In Dublin in 2008 I had the opportunity to spend an entire day at The National Library where they had mounted the greatest exhibit about a writer I have ever seen, devoted to the life and work of William Butler Yeats. Usually, at least in my experience, exhibits about writers tend to be disappointing: "Look, there's his chair! His desk, the couch he used to sprawl on to take naps, his dictionary, and ooo, ooo, come over here, there's a manuscript page under glass with a coffee ring on it!" It's all a bit like coming to the tomb on Easter morning and gawking, "Look, there's the rock, there's a piece of shroud, etc." But this exhibit, besides being comprehensive and deep in its considerations of Yeats and his times, and besides being organized like an excellent biography that is able to braid the chronology with the themes of each era of the poet's work, uses the resources of technology to the fullest to engage viewers and readers. I left feeling that I had been handling Yeats's manuscripts all day — and I had, albeit digitally.

I could go on and on: can't make out Yeats's handwriting? Click to the print version. Prefer to hear it? OK, then Seamus Heaney will say it for you. But I won't go on, because NOW THE WHOLE EXHIBIT IS ONLINE with the manuscripts, films, artifacts, and recordings available at your desk.

Thursday, May 07, 2009

I share my birthday, May 6th, with one of my favorite poets, Randall Jarrell. Wood s Lot has a nice gathering of Jarrell material, from which this gem:


Randall Jarrell

What a girl called "the dailiness of life"
(Adding an errand to your errand. Saying,
"Since you're up . . ." Making you a means to
A means to a means to) is well water
Pumped from an old well at the bottom of the world.
The pump you pump the water from is rusty
And hard to move and absurd, a squirrel-wheel
A sick squirrel turns slowly, through the sunny
Inexorable hours.
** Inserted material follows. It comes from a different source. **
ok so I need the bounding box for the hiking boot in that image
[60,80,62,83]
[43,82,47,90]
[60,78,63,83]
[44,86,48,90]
And yet sometimes
The wheel turns of its own weight, the rusty
Pump pumps over your sweating face the clear
Water, cold, so cold! you cup your hands
And gulp from them the dailiness of life.

Sunday, February 01, 2009

INERTIA 6 is up, containing new work by poets Jon Woodward, Pelle Lowe, Betsy Sholl, Cheryl Clark Vermeulen, Chad Arnold, Jon Woodward, Sue Nacey, Ken Buswell, and yours truly.

Also, 19 great short video readings from the Stonecoast MFA program's last residency, available on the program's YouTube channel.